According to Rabbi Elliot Stevens, Administrative Secretary of the CCAR, the contract with the hotel was signed some four years ago, before any doubts had been raised regarding the holding of a convention in an unratified state.

“Engaging in such a secondary boycott would have been an immoral intrusion into the democratic process,” said Rabbi Joseph B. Glaser, Executive Vice President of the CCAR, “as well as an indiscriminate injustice against the workers of the hotel and the hotel itself, an equal opportunity employer. This is not even to mention the question of business ethics, for which the CCAR is also on record.”

Six women rabbis, who ultimately decided to attend the convention, expressed their disappointment that “the Conference has not chosen to manifest its stated support for ERA through the boycott of non-ratified states….”

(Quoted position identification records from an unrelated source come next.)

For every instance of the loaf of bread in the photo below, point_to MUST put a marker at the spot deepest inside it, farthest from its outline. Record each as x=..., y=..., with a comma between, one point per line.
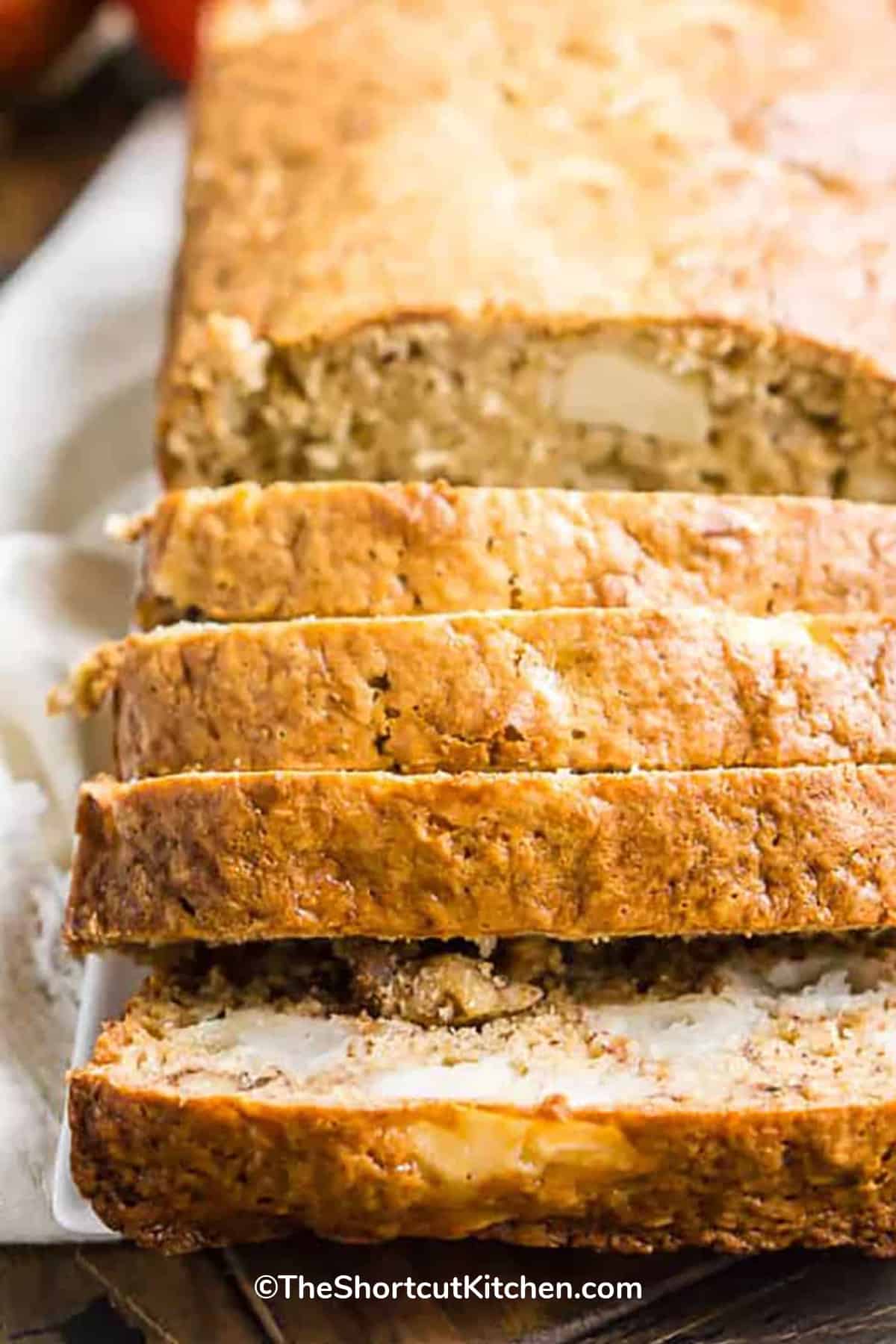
x=359, y=549
x=233, y=1108
x=586, y=243
x=231, y=858
x=588, y=690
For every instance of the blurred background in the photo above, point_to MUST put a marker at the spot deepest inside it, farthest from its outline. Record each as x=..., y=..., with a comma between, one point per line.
x=73, y=77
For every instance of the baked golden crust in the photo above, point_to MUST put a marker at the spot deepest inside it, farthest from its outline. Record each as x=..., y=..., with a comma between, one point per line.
x=230, y=858
x=356, y=549
x=588, y=690
x=179, y=1175
x=709, y=193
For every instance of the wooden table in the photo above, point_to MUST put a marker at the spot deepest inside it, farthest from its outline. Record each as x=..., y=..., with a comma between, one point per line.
x=119, y=1295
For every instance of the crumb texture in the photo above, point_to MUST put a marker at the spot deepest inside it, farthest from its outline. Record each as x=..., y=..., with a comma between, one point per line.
x=588, y=1117
x=665, y=264
x=356, y=549
x=613, y=690
x=270, y=855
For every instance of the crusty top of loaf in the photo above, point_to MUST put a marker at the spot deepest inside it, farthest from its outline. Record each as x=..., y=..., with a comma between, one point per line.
x=563, y=163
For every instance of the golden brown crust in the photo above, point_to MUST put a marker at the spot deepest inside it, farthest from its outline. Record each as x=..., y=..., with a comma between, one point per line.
x=231, y=858
x=610, y=690
x=354, y=549
x=741, y=202
x=179, y=1175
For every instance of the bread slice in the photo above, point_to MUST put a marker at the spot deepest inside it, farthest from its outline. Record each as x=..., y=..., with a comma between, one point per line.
x=738, y=1097
x=356, y=549
x=228, y=858
x=590, y=690
x=578, y=243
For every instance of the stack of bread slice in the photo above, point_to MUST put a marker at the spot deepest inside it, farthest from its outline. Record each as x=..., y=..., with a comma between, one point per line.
x=514, y=863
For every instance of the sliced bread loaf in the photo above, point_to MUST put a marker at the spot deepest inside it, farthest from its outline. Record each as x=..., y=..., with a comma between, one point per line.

The six signatories of this statement were Rabbis Sally Priesand; Karen Fox, of the New York Federation of Reform Synagogues; Laura Geller, Director of Hillel at the University of Southern California; Rosalind Gold, of Temple B’rith Kodesh in Rochester; Myra Seifer, of Temple Sinai in New Orleans; and Deborah Prinz, of the Central Synagogue in New York City.

The women rabbis organized a caucus at the convention at which Betty Friedan stressed that lobbying efforts on behalf of ERA should be a priority of American Jews. “The enemy of the Jews and the enemy of women are one and the same enemies This despotism (of extreme right-wing groups) is very bad for the Jews and it’s very bad for women.”

Prior to the convention, Rabbi Ely Pilchik, President of the CCAR, had asserted that it “will have as a major objective a thundering call on the State of Arizona to ratify the ERA and that is why we are going to Phoenix …. This call for ERA in several effective tones will be heard around the nation.”

The rabbis visited with state senators and representatives in order to make their positions on ERA known to the legislators. “From a practical point of view,” Rabbi Stevens said, “the visit to the Legislature had little effect since the amendment was defeated once again just prior to the convention, but the national publicity which the rally attracted was important.”